Я сделал вид, будто принимаю эту наигранную веселость за чистую монету.
— Он не был влюблен в вас без памяти, — сказал я ей серьезно, — так что либо изъявления его любви были более пылки, чем сама любовь, либо увлечение вами не стерло у него память о римлянке.
Так наш разговор, продолжавшийся весь день, был, по существу, не чем иным, как бесконечным притворством; Теофея продолжала делать вид, будто мало сожалеет об утрате, в то время как я — с коварным злорадством, питавшимся, несомненно, надеждой, которая вновь возрождалась в моем сердце, — всячески старался умалить любовь графа и толковать его отъезд как грубость и оскорбление. Она выдерживала эту сцену весьма стойко. Капитан судна, доставившего меня сюда, казалось, готов был поднять паруса, как только я дам на это согласие, и я попросил у него на сборы только один день. Эта отсрочка нужна была не столько для устройства моих дел, сколько для здоровья Теофеи. Я отлично видел, как силится она скрыть свою печаль, и хотел убедиться, что переезд ей не повредит.

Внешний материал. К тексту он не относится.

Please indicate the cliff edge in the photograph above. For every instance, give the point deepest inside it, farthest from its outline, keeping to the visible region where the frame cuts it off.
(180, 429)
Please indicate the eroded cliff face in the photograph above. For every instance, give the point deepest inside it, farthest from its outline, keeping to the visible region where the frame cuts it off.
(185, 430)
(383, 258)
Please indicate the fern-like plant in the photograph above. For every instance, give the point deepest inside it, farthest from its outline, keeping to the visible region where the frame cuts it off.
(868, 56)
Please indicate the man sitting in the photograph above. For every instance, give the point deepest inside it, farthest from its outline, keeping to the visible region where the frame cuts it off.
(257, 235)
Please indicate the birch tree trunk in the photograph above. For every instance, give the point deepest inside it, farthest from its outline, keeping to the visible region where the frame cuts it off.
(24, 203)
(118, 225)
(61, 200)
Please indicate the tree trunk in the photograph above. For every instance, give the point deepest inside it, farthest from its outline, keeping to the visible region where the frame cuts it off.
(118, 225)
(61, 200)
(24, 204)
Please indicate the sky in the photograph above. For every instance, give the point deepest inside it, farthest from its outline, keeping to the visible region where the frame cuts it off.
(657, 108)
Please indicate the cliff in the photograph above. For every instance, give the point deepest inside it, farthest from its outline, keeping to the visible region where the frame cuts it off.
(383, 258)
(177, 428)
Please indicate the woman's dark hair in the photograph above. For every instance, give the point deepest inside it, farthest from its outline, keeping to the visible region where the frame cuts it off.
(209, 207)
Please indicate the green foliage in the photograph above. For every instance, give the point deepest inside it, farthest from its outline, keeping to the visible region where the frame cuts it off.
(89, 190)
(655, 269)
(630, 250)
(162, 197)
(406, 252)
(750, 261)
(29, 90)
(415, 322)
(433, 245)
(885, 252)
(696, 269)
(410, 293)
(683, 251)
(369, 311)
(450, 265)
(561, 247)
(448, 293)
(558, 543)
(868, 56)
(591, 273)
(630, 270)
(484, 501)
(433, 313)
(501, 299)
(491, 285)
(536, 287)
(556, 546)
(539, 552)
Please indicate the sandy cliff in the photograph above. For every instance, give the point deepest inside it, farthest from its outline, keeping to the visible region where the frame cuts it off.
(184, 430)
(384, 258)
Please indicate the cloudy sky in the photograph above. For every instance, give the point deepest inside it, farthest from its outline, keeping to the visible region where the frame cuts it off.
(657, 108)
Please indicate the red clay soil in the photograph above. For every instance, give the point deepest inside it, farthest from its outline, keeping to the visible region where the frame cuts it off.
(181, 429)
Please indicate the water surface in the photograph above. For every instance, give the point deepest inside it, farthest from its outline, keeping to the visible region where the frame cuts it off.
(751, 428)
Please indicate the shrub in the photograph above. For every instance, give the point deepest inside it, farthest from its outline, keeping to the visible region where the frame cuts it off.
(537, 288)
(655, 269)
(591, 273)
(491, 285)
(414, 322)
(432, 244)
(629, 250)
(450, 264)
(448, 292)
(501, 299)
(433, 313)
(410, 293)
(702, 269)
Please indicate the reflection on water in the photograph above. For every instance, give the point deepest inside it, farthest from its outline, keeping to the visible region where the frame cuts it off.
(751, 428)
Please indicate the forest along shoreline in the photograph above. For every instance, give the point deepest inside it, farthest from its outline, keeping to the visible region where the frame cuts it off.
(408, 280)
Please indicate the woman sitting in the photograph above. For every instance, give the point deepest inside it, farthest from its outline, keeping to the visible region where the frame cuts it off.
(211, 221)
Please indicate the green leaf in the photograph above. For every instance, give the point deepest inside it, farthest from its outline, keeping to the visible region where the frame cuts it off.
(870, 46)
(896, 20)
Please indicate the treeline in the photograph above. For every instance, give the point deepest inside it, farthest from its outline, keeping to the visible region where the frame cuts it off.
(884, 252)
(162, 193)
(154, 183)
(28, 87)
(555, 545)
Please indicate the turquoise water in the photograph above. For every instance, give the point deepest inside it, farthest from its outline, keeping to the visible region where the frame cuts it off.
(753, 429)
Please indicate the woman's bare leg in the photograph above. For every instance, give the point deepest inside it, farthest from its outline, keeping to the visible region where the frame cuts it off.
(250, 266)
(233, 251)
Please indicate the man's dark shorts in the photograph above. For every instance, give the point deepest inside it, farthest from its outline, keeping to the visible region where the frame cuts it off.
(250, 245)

До нашего отъезда она крепилась, но едва поняла, что уже нет надежды вновь увидеться с графом, как, не выдержав волнения, слегла в постель, которую не покидала до Марселя. Я ухаживал за ней, как по велению долга ухаживал бы за дочерью или по зову любви — за обожаемой любовницей. Я не мог, однако, быть равнодушным свидетелем того, что ее гложет тоска по другому, и постепенно убеждался в том, что даже самая пылкая нежность в конце концов охладевает, встречаясь с равнодушием и неблагодарностью. Мало-помалу я начинал чувствовать, что сердце мое освобождается от оков и что, по-прежнему желая быть полезным Теофее, я меньше поддаюсь буйным порывам, которые в течение нескольких лет почти не оставляли меня. Я имел возможность убедиться в этой перемене во время штиля, который задержал нас на целую неделю у входа в Генуэзский залив.